Gilles commented on MATH-817:
-----------------------------

Quite a few remarks, in no particular order.

In "MultivariateNormalMixtureExpectationMaximizationFitter", wouldn't it be possible to pass the distributions as arguments to the constructor (similar to what was eventually done for "MixtureMultivariateRealDistribution")?

"(Math)Arrays.copyOf" is preferred over "System.arraycopy".

"equals" in "MultivariateNormalDistribution":
* Unneeded checks (means and covariance matrix arrays cannot be null)
* Comparing entries of the sampling matrix is perhaps enough to establish the equivalence relation (?)

Why all the
{noformat}
@SuppressWarnings("unused")
{noformat}
in "MultivariateNormalMixtureExpectationMaximizationFitterTest"?

"MathArrays.copyOf" is preferred over "System.arraycopy".

It would be better to use "RealVector" and "RealMatrix" objects (in place of 1D and 2D arrays) whenever appropriate. Their methods can make the code tighter (e.g. avoiding many explicit loops).

At first sight, I don't think that defining "equals" and "hashCode" should be mandatory (i.e. those methods should not be declared in the abstract base class).

There is some odd code formatting.

Why two RNG? Wouldn't be clearer to define a list of "NormalDistribution" objects from which to sample (instead of using "nextGaussian")?

Documentation is missing for the "@param" and "@return" tags.

The "stillFitting" flag could be avoided by using a label on the outer loop (in method "fit").

"catch (Exception e)" is annoying.

I wonder whether the class would be more flexible if the "data" is not passed to the constructor: the "fit" method could be "public" and would return the fitted mixture.

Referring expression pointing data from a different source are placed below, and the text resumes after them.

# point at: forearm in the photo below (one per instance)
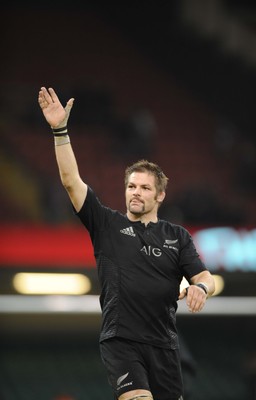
(67, 164)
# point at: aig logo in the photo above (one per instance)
(148, 250)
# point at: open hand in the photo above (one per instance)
(55, 114)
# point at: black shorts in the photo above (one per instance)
(131, 365)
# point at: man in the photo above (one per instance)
(141, 261)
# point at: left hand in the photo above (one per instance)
(196, 298)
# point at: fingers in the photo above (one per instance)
(196, 298)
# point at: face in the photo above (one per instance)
(141, 195)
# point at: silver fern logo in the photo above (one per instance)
(121, 378)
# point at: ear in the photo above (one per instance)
(160, 197)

Mixing data with different meanings in the same array is not a good idea:
{code}
final double[][] unsortedData = new double[data.length][numDataColumns + 1];
{code}
(where the entry at index "numDataColumns" will contain the mean of the values at index 0 .. numDataColumns - 1). If you want to associate different data, put them in a dedicated class e.g.:
{code}
private static class DataRow implements Comparable<DataRow> {
  private double[] row;
  private Double mean;

  DataRow(double[] data) {
    // Store reference.
    row = data;
    // Compute mean.
    mean = ... ;
  }

  public int compareTo(DataRow other) {
    return mean.compareTo(other.mean);
  }
}
{code}
Then, the above line would become:
{code}
final DataRow[] unsortedData = new DataRow[data.length];
{code}
and you can use "Arrays.sort" without specifying a "Comparator" and without copying data back and forth.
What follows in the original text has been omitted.